The Screen Actors Guild was founded in 1933, in an attempt to minimize actor exploitation brought on by the performers who were being forced into multi-year contracts with film studios. (The contracts provided no restrictions on working hours and essentially gave studios ownership of the actors’ professional and, to an extent, personal lives).

AFTRA was initially formed as the American Federation of Radio Artists (AFRA) in 1937, made possible in large part by Congress’ passing of the National Labor Relations Act. It later merged with the television authority in 1952 to become AFTRA.

The SAG-AFTRA main offices are, of course, located in L.A., on Wilshire Boulevard. (There are offices elsewhere in the country, including in New York.) Gabrielle Carteris is the currently-serving president, with Rebecca Damon serving as Executive Vice President.

In order to qualify for SAG-AFTRA membership, a given performer must have proof of SAG or AFTRA employment or be employed under an affiliated performers’ union, including Actors’ Equity Association, Alliance of Canadian Cinema, Television and Radio Artists, American Guild of Musical Artists, and American Guild of Variety Artists. All new members must pay a one-time initiation fee of $3,000, with an annual base fee applying thereafter of $227.42.

Also of note: in 1995, the union created the SAG Awards, the only awards show focused solely on actors in which each prize is given to an actor. The event is still held annually in L.A.


The Directors Guild of America represents the country’s film and television directors. It was founded in 1936 as the Screen Directors Guild before it merged with the Radio Television Directors Guild in 1960 to become what is today known as the DGA.

An important distinction to note is that the DGA is a craft union, unionizing members of a specific craft rather than various professions across an industry.

Its current president is Thomas Schlamme, with Mary Rae Thewlis serving as national vice president. The primary office is smack-dab on Sunset Boulevard, with satellite locations in New York and Chicago. As of 2020, the union had more than 17,500 members according to data provided by the DGA.

First-time membership fees will vary depending on the role within the industry. Feature/television directors will pay $13,416 to join, for example, while low budget feature directors will pay $3,500.

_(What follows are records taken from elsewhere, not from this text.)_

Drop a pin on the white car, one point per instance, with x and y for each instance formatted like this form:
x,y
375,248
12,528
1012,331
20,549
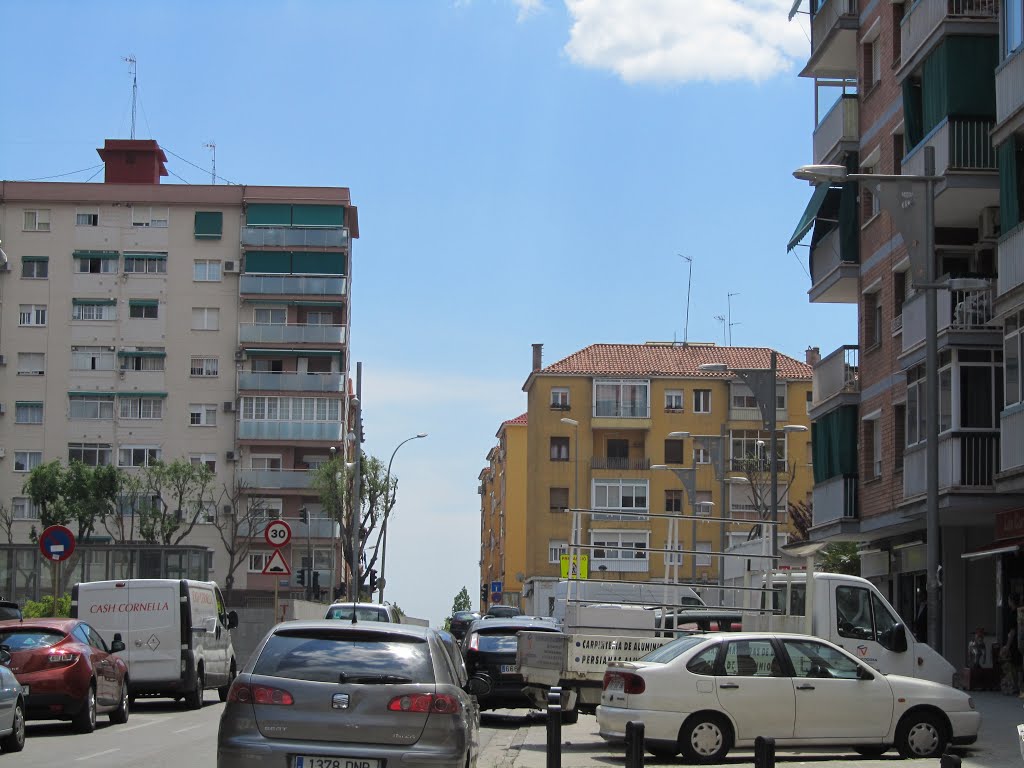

READ: SAG Awards Founder & Executive Producer Kathy Connell Takes Us ‘In the Envelope’


Formed as a confluence of five organizations, the Writers Guild of America actually has two branches for its respective East and West Coast components: the WGA East is in New York, while the WGA West is in L.A. According to the WGA Annual Report to Writers, the guild has around 20,000 members.

The first incarnation of the union was the Screenwriters Guild (which was ultimately one of the aforementioned organizations included under the umbrella of the WGA), created in 1921 by a group of 10 Hollywood screenwriters who were incensed over major film studios’ wage reductions for writers. The union expanded to also represent television writers in 1948 and in 1954, it officially became the WGA.

Notably, in 2007, the WGA went on strike over revenue and residuals pertaining to new media. As a result, several major series, including “30 Rock” and “Lost,” saw their seasons abbreviated. More recently, in April 2017, the WGA voted to authorize striking again if a new deal providing better working conditions was not reached. At the proverbial 11th hour, a strike was avoided.

To qualify for what is known as Current membership, writers must acquire a minimum of 24 “units” in the three years preceding their application. Units can be gained in a variety of ways: two units are awarded for each completed week of employment within the Guild’s jurisdiction on a weekly basis; eight are given to the writer of a screenplay for a short subject theatrical motion picture or for a radio play or teleplay up to 60 minutes in length. A one-time initiation payment of $2,500 is due upon final qualification.

David A. Goodman is the current president of the WGA West, with Marjorie David serving as vice president. Meanwhile, the Writers Guild of America East is helmed by Beau Willimon as president, with Kathy McGee serving as vice president.